Having read a Wikipedia article, my opinion is unchanged.
That article said that:
(1) The human visual system is more sensitive to variations in brightness than to colour, which is the idea behind sampling colour at a lower resolution than luminance.
That suggests to me that it might be better to use one or both of the "Colour component sampling" options rather than to decrease the quality setting (i.e. to compress more) in order to achieve a required or acceptable image file size.
When I tested this on a randomly selected "typical" image, the image file for the version with "2:1 Horizontal" de-selected was about 15% larger. To get the same image size I needed to reduce the "quality" setting down from 85% to 79%. The big question then was how any improvement in colour reproduction compared to any notice increase in compression artefacts. Well I did notice that in some places the colour did appear smoother, and compression artefacts were indeed slightly worse, but this was only noticeable when viewing the image on-screen at 100% or more. I suspect that in ordinary usage (full image on screen or printed to A4) I'm not going to notice any worthwhile difference.

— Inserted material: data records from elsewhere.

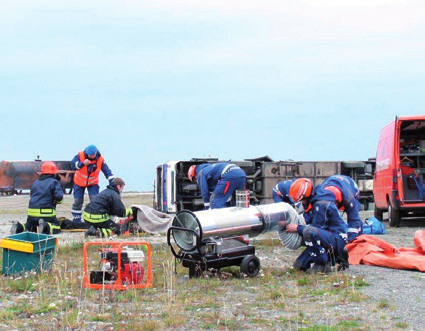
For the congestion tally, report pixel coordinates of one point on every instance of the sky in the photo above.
(154, 81)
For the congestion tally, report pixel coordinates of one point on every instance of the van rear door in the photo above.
(410, 160)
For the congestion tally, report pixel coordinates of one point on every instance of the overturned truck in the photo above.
(174, 191)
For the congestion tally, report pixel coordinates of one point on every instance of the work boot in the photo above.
(343, 263)
(76, 217)
(43, 227)
(92, 231)
(321, 269)
(17, 228)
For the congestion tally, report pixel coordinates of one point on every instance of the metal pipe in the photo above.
(230, 222)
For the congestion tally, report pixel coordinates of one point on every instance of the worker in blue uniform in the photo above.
(45, 193)
(343, 191)
(99, 212)
(217, 182)
(87, 165)
(280, 191)
(325, 234)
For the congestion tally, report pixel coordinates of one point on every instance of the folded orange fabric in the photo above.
(371, 250)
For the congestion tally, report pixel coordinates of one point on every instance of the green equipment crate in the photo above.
(27, 251)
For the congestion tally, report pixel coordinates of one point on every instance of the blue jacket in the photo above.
(107, 202)
(208, 175)
(76, 164)
(46, 192)
(325, 215)
(281, 191)
(350, 194)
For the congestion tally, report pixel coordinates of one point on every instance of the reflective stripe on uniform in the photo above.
(95, 218)
(41, 212)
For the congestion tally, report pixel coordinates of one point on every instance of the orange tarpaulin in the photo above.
(370, 250)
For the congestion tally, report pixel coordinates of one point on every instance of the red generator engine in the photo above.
(121, 266)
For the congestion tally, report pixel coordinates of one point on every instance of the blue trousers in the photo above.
(322, 247)
(77, 207)
(225, 188)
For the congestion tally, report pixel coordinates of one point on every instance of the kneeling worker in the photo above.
(104, 205)
(45, 193)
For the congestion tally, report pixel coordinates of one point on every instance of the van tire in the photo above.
(378, 213)
(393, 217)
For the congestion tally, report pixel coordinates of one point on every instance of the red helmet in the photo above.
(300, 189)
(337, 192)
(191, 172)
(49, 167)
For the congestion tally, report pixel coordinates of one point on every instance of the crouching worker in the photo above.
(102, 207)
(45, 193)
(326, 234)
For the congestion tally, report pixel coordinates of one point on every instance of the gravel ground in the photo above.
(402, 289)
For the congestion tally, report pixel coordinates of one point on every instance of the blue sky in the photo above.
(153, 81)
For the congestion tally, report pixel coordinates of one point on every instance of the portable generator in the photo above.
(121, 266)
(218, 238)
(132, 270)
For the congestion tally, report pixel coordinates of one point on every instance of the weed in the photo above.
(402, 325)
(303, 281)
(383, 304)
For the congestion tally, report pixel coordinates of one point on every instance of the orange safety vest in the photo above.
(82, 178)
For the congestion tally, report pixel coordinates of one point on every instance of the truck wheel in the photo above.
(393, 217)
(195, 271)
(250, 265)
(378, 213)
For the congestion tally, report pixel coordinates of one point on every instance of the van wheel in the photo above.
(378, 213)
(393, 217)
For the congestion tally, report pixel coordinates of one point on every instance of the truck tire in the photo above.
(365, 204)
(195, 271)
(393, 217)
(250, 265)
(378, 213)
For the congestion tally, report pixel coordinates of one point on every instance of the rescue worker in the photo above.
(87, 165)
(102, 207)
(217, 182)
(280, 191)
(325, 234)
(343, 191)
(45, 193)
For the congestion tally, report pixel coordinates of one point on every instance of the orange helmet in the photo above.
(191, 172)
(337, 192)
(300, 189)
(49, 167)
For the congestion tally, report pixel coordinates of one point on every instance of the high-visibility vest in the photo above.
(82, 177)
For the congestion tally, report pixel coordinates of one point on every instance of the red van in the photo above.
(398, 184)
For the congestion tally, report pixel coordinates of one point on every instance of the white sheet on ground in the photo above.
(151, 220)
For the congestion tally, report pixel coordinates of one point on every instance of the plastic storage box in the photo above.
(27, 251)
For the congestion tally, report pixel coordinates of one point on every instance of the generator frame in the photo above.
(118, 284)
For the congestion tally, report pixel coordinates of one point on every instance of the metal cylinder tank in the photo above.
(230, 222)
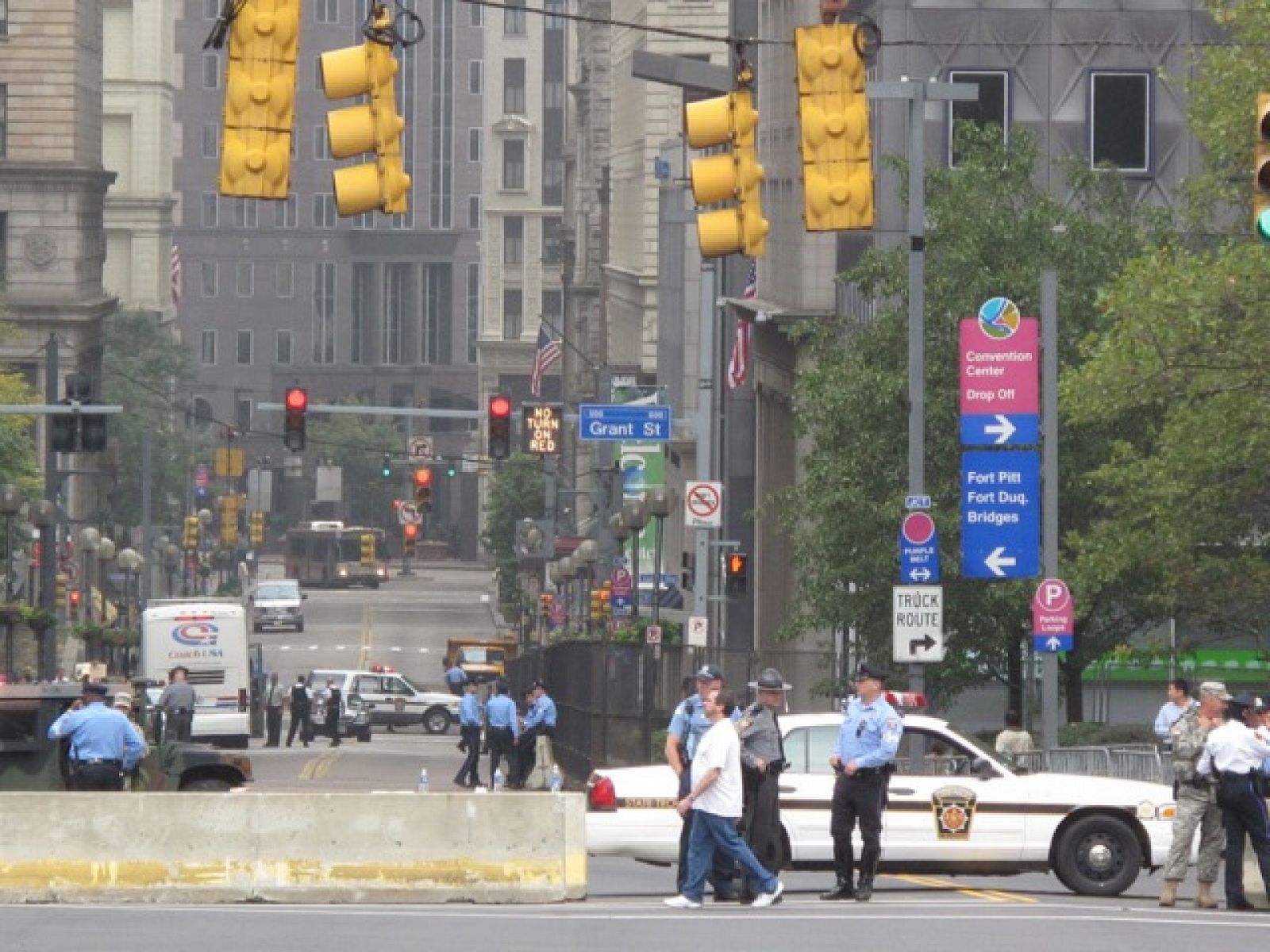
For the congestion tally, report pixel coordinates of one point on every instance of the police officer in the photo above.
(1197, 799)
(864, 762)
(762, 758)
(1235, 754)
(689, 724)
(103, 746)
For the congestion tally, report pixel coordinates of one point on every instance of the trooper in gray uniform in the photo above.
(1197, 799)
(762, 759)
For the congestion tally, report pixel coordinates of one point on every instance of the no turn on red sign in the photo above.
(702, 505)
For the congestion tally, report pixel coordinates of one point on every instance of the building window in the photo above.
(514, 164)
(1121, 121)
(207, 348)
(209, 278)
(992, 108)
(514, 239)
(514, 86)
(245, 278)
(324, 313)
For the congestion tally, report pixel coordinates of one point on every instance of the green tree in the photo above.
(851, 401)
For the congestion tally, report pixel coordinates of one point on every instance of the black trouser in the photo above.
(1244, 814)
(857, 799)
(722, 871)
(469, 774)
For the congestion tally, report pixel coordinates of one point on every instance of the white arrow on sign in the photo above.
(997, 560)
(1003, 429)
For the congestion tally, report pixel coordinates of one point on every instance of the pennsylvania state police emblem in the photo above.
(954, 812)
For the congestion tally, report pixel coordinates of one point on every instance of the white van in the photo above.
(207, 636)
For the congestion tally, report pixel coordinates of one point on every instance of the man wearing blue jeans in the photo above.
(717, 797)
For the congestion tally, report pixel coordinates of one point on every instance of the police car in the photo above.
(952, 809)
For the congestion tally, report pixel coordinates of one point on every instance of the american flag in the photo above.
(175, 273)
(738, 365)
(548, 353)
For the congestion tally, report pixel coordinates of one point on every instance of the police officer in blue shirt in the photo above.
(470, 714)
(103, 746)
(864, 762)
(503, 729)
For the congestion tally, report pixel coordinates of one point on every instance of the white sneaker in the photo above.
(765, 899)
(683, 903)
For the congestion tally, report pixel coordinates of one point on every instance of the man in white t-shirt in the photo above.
(718, 799)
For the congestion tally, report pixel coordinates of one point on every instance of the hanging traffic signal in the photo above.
(499, 427)
(725, 177)
(260, 99)
(423, 489)
(368, 70)
(295, 405)
(833, 116)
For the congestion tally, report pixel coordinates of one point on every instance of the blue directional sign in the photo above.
(1000, 429)
(1001, 514)
(625, 423)
(1053, 643)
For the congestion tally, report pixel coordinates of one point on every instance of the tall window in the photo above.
(514, 314)
(324, 313)
(992, 107)
(514, 164)
(514, 86)
(1121, 120)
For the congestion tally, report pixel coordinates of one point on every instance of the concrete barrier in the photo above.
(292, 847)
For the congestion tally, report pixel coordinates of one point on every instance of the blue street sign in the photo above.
(1001, 514)
(918, 551)
(1000, 429)
(1053, 643)
(625, 423)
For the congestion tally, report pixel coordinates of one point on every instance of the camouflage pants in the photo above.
(1195, 812)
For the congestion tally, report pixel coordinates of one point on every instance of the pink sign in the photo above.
(1053, 611)
(1000, 366)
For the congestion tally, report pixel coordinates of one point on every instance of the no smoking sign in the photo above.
(702, 505)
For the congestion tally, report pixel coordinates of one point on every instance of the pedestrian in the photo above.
(1014, 740)
(762, 759)
(1235, 755)
(302, 712)
(470, 716)
(1179, 701)
(1197, 799)
(177, 702)
(103, 746)
(864, 761)
(717, 800)
(275, 697)
(689, 725)
(503, 729)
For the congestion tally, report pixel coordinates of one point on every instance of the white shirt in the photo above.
(1233, 748)
(721, 747)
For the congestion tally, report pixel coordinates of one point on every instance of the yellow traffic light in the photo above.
(260, 99)
(374, 126)
(724, 177)
(833, 116)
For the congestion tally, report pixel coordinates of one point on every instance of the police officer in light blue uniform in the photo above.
(103, 746)
(864, 761)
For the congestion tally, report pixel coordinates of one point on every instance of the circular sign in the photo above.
(918, 528)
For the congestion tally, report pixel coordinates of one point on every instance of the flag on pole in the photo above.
(548, 353)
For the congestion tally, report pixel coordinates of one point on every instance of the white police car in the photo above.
(952, 809)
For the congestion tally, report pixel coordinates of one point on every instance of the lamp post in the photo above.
(660, 503)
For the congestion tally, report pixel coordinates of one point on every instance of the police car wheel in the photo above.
(1099, 856)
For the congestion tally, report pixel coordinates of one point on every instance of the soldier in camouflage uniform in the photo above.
(1197, 799)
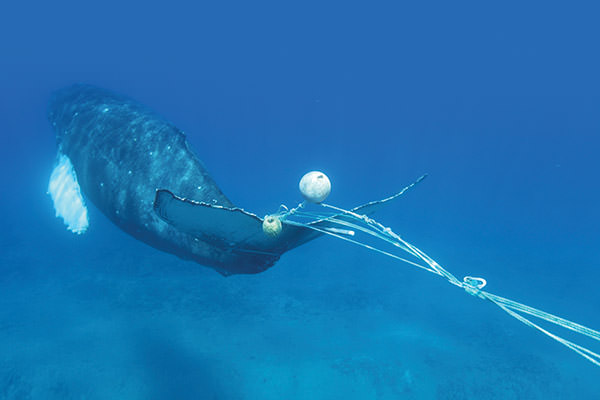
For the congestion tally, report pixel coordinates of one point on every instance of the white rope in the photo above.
(472, 285)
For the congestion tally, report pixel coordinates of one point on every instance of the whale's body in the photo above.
(138, 169)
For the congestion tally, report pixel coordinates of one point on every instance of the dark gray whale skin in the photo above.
(122, 153)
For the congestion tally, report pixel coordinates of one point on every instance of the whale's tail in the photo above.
(237, 231)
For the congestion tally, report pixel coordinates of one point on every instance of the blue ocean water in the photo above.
(498, 103)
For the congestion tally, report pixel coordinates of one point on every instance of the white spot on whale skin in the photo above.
(64, 190)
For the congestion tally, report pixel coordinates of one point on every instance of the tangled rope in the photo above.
(347, 224)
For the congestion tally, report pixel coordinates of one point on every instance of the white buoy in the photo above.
(315, 186)
(272, 225)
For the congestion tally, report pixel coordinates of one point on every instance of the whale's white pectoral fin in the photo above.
(66, 195)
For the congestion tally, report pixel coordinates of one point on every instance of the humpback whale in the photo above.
(139, 171)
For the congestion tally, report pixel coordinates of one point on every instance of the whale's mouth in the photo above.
(229, 228)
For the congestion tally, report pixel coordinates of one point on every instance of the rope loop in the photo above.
(473, 286)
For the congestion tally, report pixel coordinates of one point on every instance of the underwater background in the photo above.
(498, 102)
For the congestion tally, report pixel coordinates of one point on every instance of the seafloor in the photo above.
(103, 316)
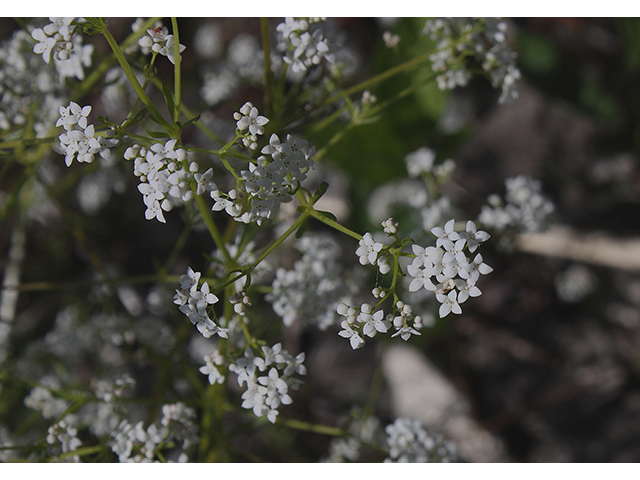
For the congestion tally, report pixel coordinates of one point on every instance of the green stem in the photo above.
(403, 67)
(332, 223)
(205, 212)
(136, 86)
(177, 71)
(106, 64)
(268, 77)
(310, 427)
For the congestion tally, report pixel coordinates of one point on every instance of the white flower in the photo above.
(474, 236)
(405, 332)
(248, 117)
(449, 304)
(209, 369)
(446, 233)
(168, 50)
(368, 250)
(373, 323)
(421, 278)
(45, 44)
(354, 337)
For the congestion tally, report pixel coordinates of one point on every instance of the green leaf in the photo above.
(302, 228)
(192, 120)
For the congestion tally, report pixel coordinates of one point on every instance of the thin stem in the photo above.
(176, 70)
(268, 77)
(332, 223)
(310, 427)
(136, 86)
(106, 64)
(205, 212)
(403, 67)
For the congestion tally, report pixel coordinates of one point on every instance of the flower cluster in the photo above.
(27, 85)
(446, 262)
(212, 361)
(304, 43)
(64, 434)
(165, 177)
(524, 208)
(137, 444)
(484, 40)
(269, 182)
(365, 321)
(159, 40)
(409, 442)
(194, 300)
(56, 40)
(79, 139)
(249, 118)
(314, 287)
(264, 394)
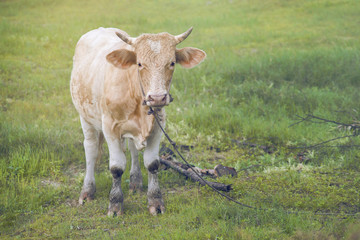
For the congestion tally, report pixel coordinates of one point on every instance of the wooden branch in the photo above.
(190, 174)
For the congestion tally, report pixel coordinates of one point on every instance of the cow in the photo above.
(116, 79)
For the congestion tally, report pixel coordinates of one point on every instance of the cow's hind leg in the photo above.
(152, 163)
(93, 140)
(136, 181)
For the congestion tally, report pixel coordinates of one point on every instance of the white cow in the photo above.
(114, 81)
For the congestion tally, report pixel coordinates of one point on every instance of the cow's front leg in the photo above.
(93, 140)
(152, 163)
(136, 181)
(117, 166)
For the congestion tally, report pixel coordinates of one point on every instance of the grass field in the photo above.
(268, 62)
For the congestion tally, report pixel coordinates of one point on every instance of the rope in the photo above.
(179, 154)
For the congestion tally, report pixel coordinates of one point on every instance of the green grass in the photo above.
(268, 61)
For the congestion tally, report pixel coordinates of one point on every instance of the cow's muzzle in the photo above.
(158, 100)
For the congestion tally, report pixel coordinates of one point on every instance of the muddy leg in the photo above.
(152, 163)
(136, 180)
(117, 166)
(92, 144)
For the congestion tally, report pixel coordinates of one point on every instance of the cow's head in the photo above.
(155, 56)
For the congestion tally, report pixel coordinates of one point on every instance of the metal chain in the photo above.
(179, 154)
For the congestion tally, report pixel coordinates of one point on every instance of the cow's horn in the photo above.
(126, 38)
(183, 36)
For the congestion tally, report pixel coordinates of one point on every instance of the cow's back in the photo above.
(88, 74)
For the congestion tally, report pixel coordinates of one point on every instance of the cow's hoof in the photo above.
(86, 196)
(115, 210)
(156, 207)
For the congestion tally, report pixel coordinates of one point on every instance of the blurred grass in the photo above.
(268, 61)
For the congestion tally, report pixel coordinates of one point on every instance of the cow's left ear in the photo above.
(189, 57)
(122, 58)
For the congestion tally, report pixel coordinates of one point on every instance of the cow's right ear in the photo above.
(122, 58)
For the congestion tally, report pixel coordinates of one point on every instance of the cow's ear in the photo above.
(122, 58)
(189, 57)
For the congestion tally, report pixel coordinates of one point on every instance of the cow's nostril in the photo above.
(157, 100)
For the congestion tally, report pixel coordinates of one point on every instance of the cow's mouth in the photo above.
(158, 100)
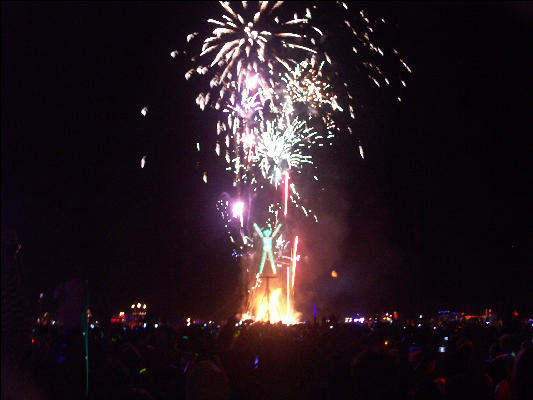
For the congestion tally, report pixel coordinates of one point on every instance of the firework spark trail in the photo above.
(280, 92)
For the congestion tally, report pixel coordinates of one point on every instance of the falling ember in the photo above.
(238, 209)
(286, 191)
(279, 89)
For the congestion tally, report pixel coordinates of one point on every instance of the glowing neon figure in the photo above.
(267, 235)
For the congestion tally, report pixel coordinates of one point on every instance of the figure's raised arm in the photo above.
(258, 230)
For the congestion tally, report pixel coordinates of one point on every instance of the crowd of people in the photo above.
(324, 360)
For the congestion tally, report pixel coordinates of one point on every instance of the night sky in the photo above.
(437, 216)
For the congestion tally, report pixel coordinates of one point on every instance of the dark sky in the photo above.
(437, 216)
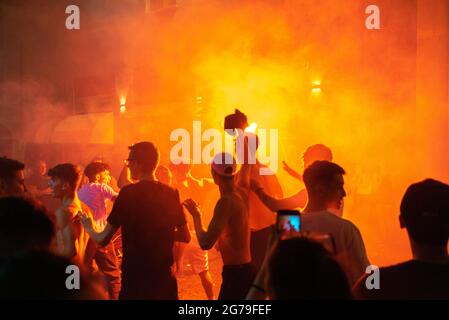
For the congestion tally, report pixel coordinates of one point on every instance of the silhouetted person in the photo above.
(229, 226)
(190, 187)
(95, 194)
(261, 218)
(72, 239)
(299, 268)
(425, 216)
(25, 225)
(151, 217)
(12, 178)
(317, 152)
(41, 275)
(325, 189)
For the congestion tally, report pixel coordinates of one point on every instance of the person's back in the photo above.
(94, 195)
(148, 213)
(236, 234)
(425, 215)
(299, 268)
(349, 248)
(325, 188)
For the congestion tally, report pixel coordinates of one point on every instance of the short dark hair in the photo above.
(318, 151)
(67, 172)
(321, 172)
(146, 154)
(9, 167)
(425, 212)
(25, 225)
(94, 168)
(299, 268)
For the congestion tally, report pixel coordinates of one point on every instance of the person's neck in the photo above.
(226, 187)
(147, 177)
(430, 254)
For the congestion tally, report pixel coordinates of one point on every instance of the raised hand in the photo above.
(86, 220)
(192, 207)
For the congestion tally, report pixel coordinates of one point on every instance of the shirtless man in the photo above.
(229, 226)
(71, 237)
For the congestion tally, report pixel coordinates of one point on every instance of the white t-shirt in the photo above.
(95, 195)
(349, 247)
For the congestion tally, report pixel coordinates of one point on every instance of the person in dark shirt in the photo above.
(425, 215)
(151, 217)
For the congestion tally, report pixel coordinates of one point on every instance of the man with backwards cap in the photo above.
(151, 217)
(229, 226)
(425, 215)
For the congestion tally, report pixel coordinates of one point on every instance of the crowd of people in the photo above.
(158, 214)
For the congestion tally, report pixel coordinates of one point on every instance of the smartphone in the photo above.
(288, 222)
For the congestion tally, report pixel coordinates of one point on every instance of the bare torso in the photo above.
(234, 242)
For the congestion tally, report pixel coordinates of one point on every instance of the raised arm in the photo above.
(222, 212)
(297, 200)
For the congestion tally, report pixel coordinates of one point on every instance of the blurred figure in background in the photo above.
(298, 268)
(12, 178)
(72, 239)
(425, 216)
(188, 188)
(25, 225)
(151, 217)
(164, 175)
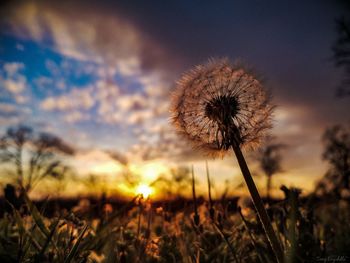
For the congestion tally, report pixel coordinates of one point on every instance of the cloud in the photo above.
(75, 99)
(82, 33)
(76, 116)
(12, 68)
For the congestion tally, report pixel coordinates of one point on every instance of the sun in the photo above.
(144, 190)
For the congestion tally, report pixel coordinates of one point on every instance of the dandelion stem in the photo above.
(196, 216)
(209, 185)
(259, 206)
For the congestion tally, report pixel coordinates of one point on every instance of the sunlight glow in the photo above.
(144, 190)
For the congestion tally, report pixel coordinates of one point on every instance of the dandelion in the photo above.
(219, 107)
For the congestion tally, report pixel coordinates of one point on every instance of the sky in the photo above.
(99, 74)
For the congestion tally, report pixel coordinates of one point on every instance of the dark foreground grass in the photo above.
(309, 229)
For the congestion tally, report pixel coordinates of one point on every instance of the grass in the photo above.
(140, 231)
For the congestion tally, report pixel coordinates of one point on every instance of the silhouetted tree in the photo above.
(337, 152)
(341, 49)
(33, 155)
(269, 157)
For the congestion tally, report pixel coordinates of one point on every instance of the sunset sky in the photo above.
(99, 74)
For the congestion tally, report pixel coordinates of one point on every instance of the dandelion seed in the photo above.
(217, 105)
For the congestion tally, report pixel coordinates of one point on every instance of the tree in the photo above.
(337, 152)
(34, 156)
(341, 49)
(269, 157)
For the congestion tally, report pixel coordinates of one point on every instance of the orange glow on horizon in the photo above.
(144, 190)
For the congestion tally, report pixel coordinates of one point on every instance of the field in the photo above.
(311, 229)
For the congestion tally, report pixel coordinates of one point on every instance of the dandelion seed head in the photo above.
(217, 104)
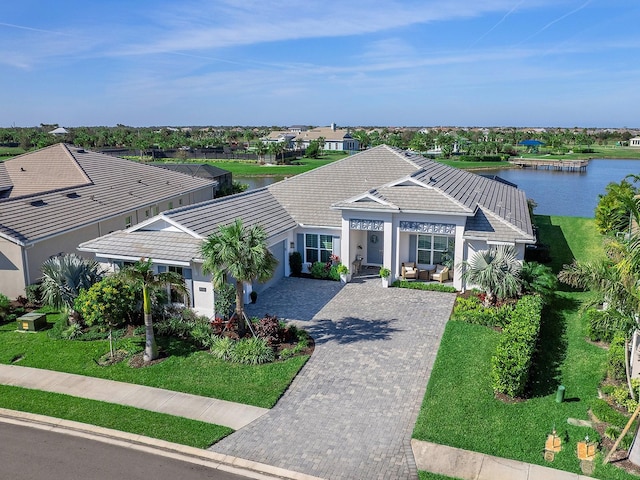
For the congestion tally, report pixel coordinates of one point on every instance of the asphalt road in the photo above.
(33, 454)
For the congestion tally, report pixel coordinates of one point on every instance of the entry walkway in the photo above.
(350, 412)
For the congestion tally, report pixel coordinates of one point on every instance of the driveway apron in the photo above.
(350, 412)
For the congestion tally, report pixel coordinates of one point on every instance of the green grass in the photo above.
(459, 408)
(249, 168)
(185, 370)
(133, 420)
(598, 152)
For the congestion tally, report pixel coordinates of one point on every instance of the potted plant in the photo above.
(385, 273)
(344, 273)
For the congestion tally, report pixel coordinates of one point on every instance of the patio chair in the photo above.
(410, 271)
(441, 274)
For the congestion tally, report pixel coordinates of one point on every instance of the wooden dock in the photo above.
(536, 164)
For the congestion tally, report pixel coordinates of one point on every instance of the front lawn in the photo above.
(118, 417)
(460, 409)
(185, 370)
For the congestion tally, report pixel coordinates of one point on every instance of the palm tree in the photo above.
(241, 253)
(496, 271)
(142, 275)
(64, 276)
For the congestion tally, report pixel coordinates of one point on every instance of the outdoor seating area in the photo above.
(427, 273)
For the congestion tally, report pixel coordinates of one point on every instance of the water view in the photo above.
(573, 194)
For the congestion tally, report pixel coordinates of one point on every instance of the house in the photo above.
(383, 205)
(331, 138)
(223, 178)
(57, 197)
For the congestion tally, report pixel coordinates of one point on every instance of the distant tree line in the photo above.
(449, 140)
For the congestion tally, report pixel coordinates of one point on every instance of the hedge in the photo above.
(512, 360)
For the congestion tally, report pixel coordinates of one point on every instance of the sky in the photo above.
(489, 63)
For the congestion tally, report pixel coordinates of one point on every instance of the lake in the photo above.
(572, 194)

(2) It says that most commonly 2:1 sampling is used both horizontally and vertically. It didn't mention using just 2:1 Vertical, so my guess is that the eye may notice colour differences more easily vertically than horizontally. (From this I would deduce, rightly or wrongly, that one should go for both, neither or horizontal only, but not vertical only.)
So in conclusion I think I'll just continue to go with the defaults, as being a sensible compromise.
(And I still continue to be amazed at just how good Jpeg compression is!)